Reining in the 'Wisconsin power grab': This judge just blocked the GOP's shady plot to nullify Democrats' big win
The Wisconsin GOP's underhanded plan to wrest power away from the newly-elected Democratic governor was just dealt a jolting blow.
On Thursday, a judge in Dane County temporarily blocked a package of laws that were passed in a hastily-convened lame-duck session by the Republican-controlled Wisconsin General Assembly weeks after Republican Gov. Scott Walker was unseated by Democratic challenger Tony Evers.

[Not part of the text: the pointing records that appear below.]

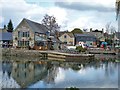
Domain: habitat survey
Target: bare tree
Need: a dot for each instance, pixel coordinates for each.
(107, 26)
(51, 24)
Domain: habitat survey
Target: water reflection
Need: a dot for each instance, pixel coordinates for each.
(48, 74)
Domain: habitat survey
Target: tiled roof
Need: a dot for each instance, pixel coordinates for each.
(6, 36)
(36, 27)
(69, 33)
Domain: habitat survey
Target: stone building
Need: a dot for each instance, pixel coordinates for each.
(67, 38)
(118, 13)
(29, 34)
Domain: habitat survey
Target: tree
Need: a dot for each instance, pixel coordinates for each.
(107, 26)
(10, 26)
(51, 24)
(77, 30)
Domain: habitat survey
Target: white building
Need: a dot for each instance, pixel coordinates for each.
(118, 13)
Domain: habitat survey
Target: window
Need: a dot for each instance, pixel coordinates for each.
(25, 34)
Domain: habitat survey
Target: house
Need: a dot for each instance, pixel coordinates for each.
(99, 34)
(30, 34)
(117, 39)
(5, 39)
(67, 38)
(87, 39)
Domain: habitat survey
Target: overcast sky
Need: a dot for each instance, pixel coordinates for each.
(70, 14)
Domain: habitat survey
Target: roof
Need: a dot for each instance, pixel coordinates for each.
(36, 27)
(85, 37)
(117, 35)
(6, 36)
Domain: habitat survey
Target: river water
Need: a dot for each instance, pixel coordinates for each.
(53, 74)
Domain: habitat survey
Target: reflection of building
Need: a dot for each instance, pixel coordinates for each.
(6, 81)
(52, 73)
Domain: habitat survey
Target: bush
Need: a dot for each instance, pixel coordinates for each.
(81, 49)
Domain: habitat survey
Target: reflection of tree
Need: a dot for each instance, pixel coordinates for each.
(106, 69)
(7, 67)
(76, 67)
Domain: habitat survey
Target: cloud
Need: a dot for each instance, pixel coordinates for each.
(83, 6)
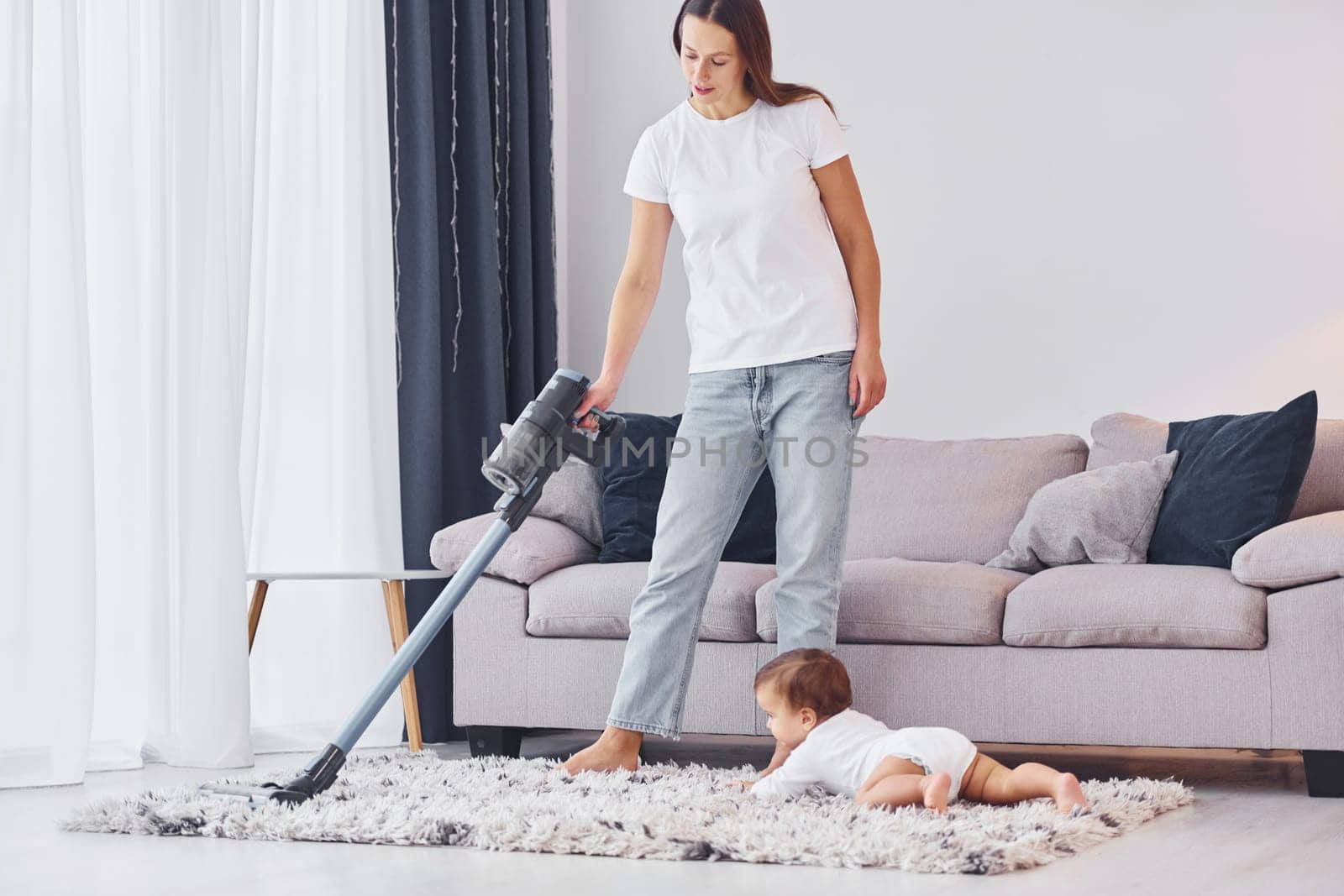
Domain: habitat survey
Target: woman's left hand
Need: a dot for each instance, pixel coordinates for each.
(867, 378)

"Failure by this Court to enjoin the execution of void laws cannot be seen as anything other than irreparable harm to a constitutional democracy such as ours," wrote Judge Richard Niess, finding that Wisconsin House Speaker Robin Vos and Senate Majority Leader Scott Fitzgerald lacked the authority to call a special session without approval from the governor.
The lawsuit was filed by a coalition of left-leaning groups in January to challenge the lame-duck laws, which have been colloquially called the "Wisconsin power grab."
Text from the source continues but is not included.